Notebook for a Clear May Morning

On the ambiguity of peace, the face on a banknote, and the freedom we keep mislaying.
Illustration for today's article

Paris this morning is seventeen degrees and entirely clear, which is to say the sky has refused to participate in the world's confusion. I have opened the window onto the rue Schoelcher, and the air carries that particular Parisian quality of being neither warm nor cold, only present – an air that asks nothing of the body and therefore returns the body to its own thoughts. South of here, Portugal has just registered its hottest May day in recorded memory; the schoolchildren of France sit examinations in rooms that have become furnaces. The heatwave is not weather. It is a verdict, slowly read out, on a century of our choices. That seventeen degrees should feel almost archaic, almost innocent, is itself a piece of information one must learn to receive without flinching.
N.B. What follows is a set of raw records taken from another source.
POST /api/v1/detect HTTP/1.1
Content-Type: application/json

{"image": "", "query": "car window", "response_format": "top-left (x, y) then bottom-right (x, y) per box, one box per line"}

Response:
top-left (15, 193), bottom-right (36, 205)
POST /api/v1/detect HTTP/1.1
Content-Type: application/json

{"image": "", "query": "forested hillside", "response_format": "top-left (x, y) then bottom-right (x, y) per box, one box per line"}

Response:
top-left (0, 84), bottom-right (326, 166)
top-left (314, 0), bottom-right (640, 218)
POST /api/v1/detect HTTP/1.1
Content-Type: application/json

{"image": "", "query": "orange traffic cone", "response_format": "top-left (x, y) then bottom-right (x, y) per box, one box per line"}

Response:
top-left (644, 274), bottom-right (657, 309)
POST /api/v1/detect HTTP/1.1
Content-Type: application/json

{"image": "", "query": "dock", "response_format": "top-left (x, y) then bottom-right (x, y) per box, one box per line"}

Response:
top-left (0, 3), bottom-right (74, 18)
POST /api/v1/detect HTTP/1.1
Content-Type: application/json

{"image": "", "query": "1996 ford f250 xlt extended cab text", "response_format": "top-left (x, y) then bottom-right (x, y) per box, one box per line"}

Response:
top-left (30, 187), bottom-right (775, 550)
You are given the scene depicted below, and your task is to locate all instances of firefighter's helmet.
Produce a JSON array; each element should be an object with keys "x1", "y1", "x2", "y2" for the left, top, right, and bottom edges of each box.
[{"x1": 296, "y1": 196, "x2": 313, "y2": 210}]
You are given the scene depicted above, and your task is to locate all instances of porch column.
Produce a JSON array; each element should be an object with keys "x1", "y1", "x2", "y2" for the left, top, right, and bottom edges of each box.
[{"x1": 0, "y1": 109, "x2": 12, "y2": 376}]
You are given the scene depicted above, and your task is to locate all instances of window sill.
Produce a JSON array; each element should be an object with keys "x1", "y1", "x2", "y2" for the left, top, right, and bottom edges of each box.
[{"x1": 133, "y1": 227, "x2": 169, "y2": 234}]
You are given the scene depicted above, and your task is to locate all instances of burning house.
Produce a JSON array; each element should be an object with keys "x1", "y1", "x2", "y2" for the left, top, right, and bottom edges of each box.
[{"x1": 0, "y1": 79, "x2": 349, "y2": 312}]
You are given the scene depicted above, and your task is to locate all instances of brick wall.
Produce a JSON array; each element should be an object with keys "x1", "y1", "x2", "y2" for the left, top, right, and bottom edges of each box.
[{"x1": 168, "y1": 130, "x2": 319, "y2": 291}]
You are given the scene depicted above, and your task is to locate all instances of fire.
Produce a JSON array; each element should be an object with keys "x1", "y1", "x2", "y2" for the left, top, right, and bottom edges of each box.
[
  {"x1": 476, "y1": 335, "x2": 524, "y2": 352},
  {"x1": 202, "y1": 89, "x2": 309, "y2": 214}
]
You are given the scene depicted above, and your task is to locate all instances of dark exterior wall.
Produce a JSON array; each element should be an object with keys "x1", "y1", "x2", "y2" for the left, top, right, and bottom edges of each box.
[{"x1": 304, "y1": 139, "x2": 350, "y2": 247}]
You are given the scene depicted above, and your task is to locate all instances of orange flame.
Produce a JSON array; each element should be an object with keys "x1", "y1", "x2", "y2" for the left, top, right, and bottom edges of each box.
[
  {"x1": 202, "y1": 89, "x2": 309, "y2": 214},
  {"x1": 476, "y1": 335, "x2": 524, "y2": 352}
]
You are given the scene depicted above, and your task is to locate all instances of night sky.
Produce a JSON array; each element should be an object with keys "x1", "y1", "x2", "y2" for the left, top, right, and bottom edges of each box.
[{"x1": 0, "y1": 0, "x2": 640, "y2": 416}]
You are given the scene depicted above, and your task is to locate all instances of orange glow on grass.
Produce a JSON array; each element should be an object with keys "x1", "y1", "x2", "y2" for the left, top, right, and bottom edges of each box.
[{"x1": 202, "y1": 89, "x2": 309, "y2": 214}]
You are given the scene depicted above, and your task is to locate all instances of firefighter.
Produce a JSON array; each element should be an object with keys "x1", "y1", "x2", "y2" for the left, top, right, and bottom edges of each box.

I begin with the weather because the weather, as a category of attention, is honest. It does not pretend. The diplomatic communiqué pretends. The headline pretends. This morning the wires report that the United States and Iran are "very close" to an arrangement, that a sixty-day extension to the ceasefire has been provisionally agreed by negotiators, that the Strait of Hormuz may once again admit its tankers without apology. The American Vice President says they are "not there yet." Tehran's officials, with that exhausted prudence one acquires after years of being made to wait, say nothing has been finalized. Between these two non-statements there exists a region, a kind of grammatical limbo, in which actual human beings continue to live and to die. I have always distrusted the verb to be close. It is the verb of a man who arrives late to dinner and expects to be thanked for arriving at all.

And yet, while the diplomats rehearse their courtship, the Prime Minister of Israel announces that he has instructed his army to seize seventy percent of Gaza. The number is offered as though it were a stockholder's report. Seventy percent: a figure rounded for the convenience of the audience. In the same hour, Beirut – which had, until now, been spared the worst – is struck. Mass evacuations begin in southern Lebanon. A hospital in Gaza City reports the deaths of several children in a strike said to have targeted a Hamas commander. One cannot continue, in good conscience, to speak of progress toward peace while peace is being divided into percentages and the children are subtracted from the total. The intellectually serious posture, the one Sartre and I argued over for forty years in cafés that no longer exist, is this: a moral situation is never a balance sheet. It is an interrogation of the living, addressed to the living.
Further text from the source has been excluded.